Describe and explain the difference you observe in your confidence interval results for questions 5 and 6.
The difference between the range that the 95% and 99% confidence intervals have outputted is that the 99% confidence interval increases the width of the range that the mean might fall between. It accounts for more standard errors.
In the Fall 2019 semester of the 2019-20 academic year, the average NSCC student took 12.3 credits with \(\sigma = 3.4\). I’m curious if that average differs among NSCC students last year (a sample of which is in the NSCC student dataset). Conduct a hypothesis test by a confidence interval to determine if the average credits differs last year from Fall 2019.

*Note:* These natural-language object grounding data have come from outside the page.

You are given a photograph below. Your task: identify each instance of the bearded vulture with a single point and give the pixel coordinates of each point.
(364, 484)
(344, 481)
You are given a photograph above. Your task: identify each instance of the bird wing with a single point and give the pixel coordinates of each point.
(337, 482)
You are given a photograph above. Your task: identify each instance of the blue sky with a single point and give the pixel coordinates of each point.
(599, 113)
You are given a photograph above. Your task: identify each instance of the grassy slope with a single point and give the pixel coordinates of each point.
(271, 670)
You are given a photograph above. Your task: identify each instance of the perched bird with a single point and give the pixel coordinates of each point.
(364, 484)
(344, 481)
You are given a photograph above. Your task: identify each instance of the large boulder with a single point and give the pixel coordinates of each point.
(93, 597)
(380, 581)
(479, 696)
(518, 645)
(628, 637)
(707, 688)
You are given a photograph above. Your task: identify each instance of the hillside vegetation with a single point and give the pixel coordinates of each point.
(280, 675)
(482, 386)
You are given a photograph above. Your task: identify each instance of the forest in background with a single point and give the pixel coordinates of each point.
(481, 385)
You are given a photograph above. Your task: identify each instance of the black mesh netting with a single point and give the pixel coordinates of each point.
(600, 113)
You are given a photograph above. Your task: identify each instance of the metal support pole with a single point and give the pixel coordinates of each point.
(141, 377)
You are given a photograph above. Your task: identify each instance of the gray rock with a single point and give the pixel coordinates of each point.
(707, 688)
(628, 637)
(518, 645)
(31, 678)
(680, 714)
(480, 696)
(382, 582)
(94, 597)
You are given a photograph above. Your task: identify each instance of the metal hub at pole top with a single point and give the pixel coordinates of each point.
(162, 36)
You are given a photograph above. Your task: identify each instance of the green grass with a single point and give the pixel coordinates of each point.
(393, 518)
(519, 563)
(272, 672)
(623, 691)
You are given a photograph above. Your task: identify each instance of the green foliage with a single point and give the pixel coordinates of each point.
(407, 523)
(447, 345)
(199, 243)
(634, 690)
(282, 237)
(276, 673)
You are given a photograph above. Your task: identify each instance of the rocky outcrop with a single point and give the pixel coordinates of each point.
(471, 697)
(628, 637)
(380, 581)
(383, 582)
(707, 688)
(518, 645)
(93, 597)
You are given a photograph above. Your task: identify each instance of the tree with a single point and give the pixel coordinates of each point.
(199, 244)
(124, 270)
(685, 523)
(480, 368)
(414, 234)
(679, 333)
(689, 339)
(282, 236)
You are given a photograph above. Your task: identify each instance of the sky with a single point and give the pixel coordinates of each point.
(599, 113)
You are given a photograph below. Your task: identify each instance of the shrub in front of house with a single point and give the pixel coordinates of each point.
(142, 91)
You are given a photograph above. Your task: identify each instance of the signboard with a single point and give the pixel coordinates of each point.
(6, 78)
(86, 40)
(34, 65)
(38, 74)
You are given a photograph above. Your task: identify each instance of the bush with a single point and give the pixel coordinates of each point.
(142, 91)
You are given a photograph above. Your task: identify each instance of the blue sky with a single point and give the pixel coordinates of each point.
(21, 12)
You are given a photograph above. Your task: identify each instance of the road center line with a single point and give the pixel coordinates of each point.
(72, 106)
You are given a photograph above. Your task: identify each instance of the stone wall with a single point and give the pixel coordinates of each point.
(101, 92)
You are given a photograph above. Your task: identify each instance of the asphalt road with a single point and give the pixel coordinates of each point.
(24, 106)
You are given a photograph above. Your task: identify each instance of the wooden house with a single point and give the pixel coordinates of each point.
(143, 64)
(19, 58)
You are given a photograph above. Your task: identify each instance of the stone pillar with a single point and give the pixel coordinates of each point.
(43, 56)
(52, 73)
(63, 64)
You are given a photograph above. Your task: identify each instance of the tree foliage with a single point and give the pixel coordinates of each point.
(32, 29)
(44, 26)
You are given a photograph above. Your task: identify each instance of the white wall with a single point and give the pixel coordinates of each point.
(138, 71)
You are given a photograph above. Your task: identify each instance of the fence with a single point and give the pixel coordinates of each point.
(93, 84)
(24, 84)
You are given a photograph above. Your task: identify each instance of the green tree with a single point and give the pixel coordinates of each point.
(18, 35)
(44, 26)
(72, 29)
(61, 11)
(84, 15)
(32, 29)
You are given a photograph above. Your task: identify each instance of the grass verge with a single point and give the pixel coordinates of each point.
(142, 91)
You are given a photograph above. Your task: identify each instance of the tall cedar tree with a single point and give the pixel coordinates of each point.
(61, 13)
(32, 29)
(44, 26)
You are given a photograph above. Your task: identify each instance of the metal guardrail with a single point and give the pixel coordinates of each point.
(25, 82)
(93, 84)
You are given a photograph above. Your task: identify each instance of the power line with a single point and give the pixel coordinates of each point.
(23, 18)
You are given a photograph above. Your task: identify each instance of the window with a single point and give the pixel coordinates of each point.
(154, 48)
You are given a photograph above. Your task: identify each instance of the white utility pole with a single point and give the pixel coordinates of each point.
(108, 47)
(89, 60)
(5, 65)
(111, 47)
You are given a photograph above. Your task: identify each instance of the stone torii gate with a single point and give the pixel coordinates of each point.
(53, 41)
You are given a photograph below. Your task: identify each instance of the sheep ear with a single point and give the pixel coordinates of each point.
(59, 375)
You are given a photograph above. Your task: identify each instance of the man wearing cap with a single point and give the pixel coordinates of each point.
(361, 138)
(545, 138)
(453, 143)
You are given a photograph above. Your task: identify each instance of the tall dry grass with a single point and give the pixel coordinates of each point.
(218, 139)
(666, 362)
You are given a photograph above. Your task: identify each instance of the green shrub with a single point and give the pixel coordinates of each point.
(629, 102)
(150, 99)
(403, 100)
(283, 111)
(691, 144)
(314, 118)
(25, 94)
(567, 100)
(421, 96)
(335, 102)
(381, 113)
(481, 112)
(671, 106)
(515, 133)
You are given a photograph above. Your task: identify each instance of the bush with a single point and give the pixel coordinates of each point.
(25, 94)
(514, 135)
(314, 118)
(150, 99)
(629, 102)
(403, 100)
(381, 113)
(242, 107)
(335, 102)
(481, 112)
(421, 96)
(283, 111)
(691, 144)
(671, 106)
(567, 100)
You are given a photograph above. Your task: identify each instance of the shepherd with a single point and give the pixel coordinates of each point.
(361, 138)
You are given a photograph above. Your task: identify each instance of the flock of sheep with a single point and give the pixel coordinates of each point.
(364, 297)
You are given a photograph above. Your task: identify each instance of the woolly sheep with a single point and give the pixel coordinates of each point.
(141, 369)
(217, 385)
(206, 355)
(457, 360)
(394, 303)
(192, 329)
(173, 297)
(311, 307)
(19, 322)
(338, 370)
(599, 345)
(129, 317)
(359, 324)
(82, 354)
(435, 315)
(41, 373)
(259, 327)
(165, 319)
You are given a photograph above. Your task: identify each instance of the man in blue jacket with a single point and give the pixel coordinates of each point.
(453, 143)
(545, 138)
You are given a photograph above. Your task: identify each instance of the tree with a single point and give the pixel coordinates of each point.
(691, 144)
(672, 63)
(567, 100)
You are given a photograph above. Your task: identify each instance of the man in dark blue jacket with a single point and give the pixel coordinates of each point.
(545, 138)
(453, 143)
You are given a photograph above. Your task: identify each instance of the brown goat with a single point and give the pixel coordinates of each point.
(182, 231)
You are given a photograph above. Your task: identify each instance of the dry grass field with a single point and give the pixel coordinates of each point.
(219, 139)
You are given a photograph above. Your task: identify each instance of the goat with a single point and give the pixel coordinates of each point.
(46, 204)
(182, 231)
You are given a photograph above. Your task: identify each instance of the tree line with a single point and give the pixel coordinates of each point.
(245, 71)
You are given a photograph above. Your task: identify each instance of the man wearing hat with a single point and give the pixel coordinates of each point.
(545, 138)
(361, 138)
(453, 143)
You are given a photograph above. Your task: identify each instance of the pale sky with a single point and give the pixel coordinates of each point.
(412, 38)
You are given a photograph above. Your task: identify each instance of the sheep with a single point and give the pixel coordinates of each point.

\(H_0: \mu = 12.3\) \(H_A: \mu ≠ 12.3\)
# Calculate mean of Credits variable
mean(nscc$Credits)
## [1] 11.775
# Calculate sample size of Credits variable
sum(!is.na(nscc$Credits))
## [1] 40
# Lower bound of 95% CI
11.775 - 1.96*(3.4/sqrt(40))
## [1] 10.72133
# Upper bound of 95% CI
11.775 + 1.96*(3.4/sqrt(40))
## [1] 12.82867
Based on the confidence interval of 10.72 < x < 12.83, we fail to reject the null hypothesis.
There is not sufficient evidence to conclude that the mean credits of 2018 NSCC students is any different than the mean credits of 2019 NSCC students.
NSCC is investigating whether NSCC students have a higher than average stress level which can be identified by a higher than average standing pulse rate. Conduct a hypothesis test by the p-value method to determine if NSCC students have a higher pulse rate than the national average of 72 bpm for adults. Recall the assumption that \(\sigma = 14\) for NSCC student pulse rates.
\(H_0: \mu = 72\) \(H_A: \mu > 72\)
# Calculate mean of PulseRate variable, we also store the mean as an object for ease of use in calculating pnorm...
mean_pr <- mean(nscc$PulseRate, na.rm = TRUE)
# Probability of getting that sample data by random chance if pop mean was indeed 72bpm
#We will use sum(!is(na)) to ensure that the n variable is accurate (sample size)
sum(!is.na(nscc$PulseRate))
## [1] 38
#To find probability if pop mean was indeed 72 bpm.
pnorm(q = 72, mean = mean_pr, sd = 14/sqrt(38))
## [1] 0.2582061
Based on the the p value of .2582 > .05, we fail to reject the null hypothesis.
There is not sufficient evidence to support the claim that there is an alternative hypothesis.